Life

What You Need To Know About Morning Sickness Meds

If there's one thing the medical community needs to understand, it's this; don't mess with a pregnant woman. Particularly a pregnant woman suffering through a bout of morning sickness. After some new research emerged recently regarding its effectiveness, women are wondering if Diclegis is even safe for morning sickness.

Romper reached out to the manufacturer of Diclegis, Duchesnay USA, for comment but did not immediately hear back.

The morning sickness pill Diclegis (pyridoxine-doxylamine) has been around for decades. Doctors have been prescribing the pill for women experiencing pregnancy-related nausea since the Seventies, based on a study at that time that claimed Diclegis was effective. New research has found the results of that study to be flawed, unfortunately. Dr. Navrinda Persaud, a family physician from St. Michael's Hospital in Toronto and the co-author of the study shared in the medical journal PLOS ONE, noted that the data in the unpublished study was incomplete.

We found two main problems with the [unpublished] study. Data was missing for 31 percent of participants. There are questions about the integrity of the data.

Because the study was unpublished at the time that its data was used to approve the drug, it was not subject to a peer review. And has been used by millions of mothers since it was approved, even garnering a plug by Kim Kardashian West back in 2015 when she was pregnant for baby Saint West and suffering from morning sickness.

In the caption, Kardashian wrote:

OMG. Have you heard about this? As you guys know my #morningsickness has been pretty bad. . . . I talked to my doctor.

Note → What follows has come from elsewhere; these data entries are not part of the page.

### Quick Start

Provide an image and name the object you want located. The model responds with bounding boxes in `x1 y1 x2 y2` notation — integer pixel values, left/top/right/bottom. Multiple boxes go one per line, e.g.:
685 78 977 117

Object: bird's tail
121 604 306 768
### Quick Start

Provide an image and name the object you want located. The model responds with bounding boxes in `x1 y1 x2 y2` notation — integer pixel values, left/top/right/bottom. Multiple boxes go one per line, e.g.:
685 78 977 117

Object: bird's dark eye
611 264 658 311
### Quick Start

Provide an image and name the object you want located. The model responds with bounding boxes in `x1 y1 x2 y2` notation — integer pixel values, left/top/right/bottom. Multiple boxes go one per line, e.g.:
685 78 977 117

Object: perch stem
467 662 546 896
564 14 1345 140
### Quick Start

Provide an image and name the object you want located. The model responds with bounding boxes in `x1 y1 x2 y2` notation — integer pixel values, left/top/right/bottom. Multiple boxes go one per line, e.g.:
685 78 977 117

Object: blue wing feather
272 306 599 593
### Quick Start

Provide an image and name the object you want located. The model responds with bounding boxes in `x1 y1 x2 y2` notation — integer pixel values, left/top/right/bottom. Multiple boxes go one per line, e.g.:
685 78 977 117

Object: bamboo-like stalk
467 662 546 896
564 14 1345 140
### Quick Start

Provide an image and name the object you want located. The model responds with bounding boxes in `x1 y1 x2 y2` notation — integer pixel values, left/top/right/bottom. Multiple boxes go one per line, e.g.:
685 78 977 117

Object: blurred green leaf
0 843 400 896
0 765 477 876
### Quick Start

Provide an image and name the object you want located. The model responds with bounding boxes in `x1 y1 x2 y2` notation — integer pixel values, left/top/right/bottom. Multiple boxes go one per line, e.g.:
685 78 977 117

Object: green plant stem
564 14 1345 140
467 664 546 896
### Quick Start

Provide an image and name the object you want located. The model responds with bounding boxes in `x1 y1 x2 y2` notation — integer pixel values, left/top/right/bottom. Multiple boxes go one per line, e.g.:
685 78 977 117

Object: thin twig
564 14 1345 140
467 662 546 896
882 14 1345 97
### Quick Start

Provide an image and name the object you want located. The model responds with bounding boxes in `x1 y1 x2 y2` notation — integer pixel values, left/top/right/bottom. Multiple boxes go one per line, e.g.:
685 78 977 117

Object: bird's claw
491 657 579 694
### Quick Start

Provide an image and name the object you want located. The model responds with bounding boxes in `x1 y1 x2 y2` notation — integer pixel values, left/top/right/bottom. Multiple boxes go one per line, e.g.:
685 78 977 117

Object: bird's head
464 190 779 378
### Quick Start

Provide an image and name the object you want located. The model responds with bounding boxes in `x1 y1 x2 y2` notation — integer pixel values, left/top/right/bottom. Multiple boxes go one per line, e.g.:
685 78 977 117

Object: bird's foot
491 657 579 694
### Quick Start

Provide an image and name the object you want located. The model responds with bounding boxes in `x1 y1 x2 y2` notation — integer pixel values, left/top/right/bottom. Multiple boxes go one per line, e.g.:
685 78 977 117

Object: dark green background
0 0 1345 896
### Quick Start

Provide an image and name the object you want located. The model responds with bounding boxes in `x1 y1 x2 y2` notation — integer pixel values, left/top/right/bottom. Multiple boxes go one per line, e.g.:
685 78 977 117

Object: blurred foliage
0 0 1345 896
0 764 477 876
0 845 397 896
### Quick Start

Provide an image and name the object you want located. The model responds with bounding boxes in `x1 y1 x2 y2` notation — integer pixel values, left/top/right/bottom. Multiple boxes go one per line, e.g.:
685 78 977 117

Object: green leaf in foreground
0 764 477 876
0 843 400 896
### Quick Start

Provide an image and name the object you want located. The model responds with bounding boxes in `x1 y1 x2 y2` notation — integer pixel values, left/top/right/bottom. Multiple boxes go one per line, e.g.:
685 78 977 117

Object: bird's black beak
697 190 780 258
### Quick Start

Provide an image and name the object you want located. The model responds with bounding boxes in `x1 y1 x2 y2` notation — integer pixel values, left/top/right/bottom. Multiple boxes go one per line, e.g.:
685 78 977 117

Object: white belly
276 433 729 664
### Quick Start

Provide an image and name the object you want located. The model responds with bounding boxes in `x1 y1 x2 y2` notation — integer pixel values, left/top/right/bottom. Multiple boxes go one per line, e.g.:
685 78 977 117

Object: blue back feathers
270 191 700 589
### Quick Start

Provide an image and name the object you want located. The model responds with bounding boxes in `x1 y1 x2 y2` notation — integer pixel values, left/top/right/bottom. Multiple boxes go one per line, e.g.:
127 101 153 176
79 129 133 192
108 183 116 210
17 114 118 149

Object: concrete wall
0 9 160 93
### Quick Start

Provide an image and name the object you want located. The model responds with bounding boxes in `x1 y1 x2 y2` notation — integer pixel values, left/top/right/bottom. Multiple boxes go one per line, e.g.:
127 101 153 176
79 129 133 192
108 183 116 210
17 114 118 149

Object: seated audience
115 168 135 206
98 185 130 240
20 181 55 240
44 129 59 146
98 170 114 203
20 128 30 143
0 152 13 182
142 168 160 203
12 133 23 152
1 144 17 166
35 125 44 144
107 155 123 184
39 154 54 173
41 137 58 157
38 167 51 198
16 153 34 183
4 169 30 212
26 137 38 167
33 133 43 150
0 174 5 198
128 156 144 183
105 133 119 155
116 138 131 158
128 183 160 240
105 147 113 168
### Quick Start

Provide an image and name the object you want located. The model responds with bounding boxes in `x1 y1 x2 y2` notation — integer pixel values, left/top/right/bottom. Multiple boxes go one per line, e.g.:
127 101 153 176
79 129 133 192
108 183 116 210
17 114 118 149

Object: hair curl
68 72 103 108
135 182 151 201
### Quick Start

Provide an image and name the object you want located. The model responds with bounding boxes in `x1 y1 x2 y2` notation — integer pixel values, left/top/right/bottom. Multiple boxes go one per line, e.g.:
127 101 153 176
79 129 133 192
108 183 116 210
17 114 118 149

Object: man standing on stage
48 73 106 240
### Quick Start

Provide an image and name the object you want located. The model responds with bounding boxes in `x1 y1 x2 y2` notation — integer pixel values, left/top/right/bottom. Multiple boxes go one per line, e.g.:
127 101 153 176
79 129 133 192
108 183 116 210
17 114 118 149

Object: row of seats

He prescribed me #Diclegis, I felt a lot better and most importantly, it's been studied and there was no increased risk to the baby.

Unfortunately, the new research conducted by Dr. Persaud has found that an estimated 35 million mothers who have taken Diclegis may have been mislead. The initial unpublished study was conducted by Merrell-National Labratories (which no longer exists) and was never fully completed. It involved over 2,300 pregnant women in their first trimester of pregnancy in 14 clinics in the United States. Dr. Persaud, who initially began digging in to the research after he realized he had prescribed Diclegis to a patient without knowing much about the data behind it, discovered critical flaws in the research. Around 30 percent of the data was unavailable, the reporting system that spoke to the efficacy of the drug was unclear, and clinics did not collect all of the information from patients that was meant to be collected.

A spokesperson for Duchesnay in Canada told The Washington Post:

We have complete confidence in the safety and efficacy of Diclectin and are very proud to provide it as a safe and effective treatment option for women suffering from nausea and vomiting of pregnancy.

But Dr. Persaud advised:

The approval and prescribing of this medication are based on this study. The decision to approve this medication should be revisited. The prescribing of the medication should be revisited.

He no longer prescribes Diclegis to his patients.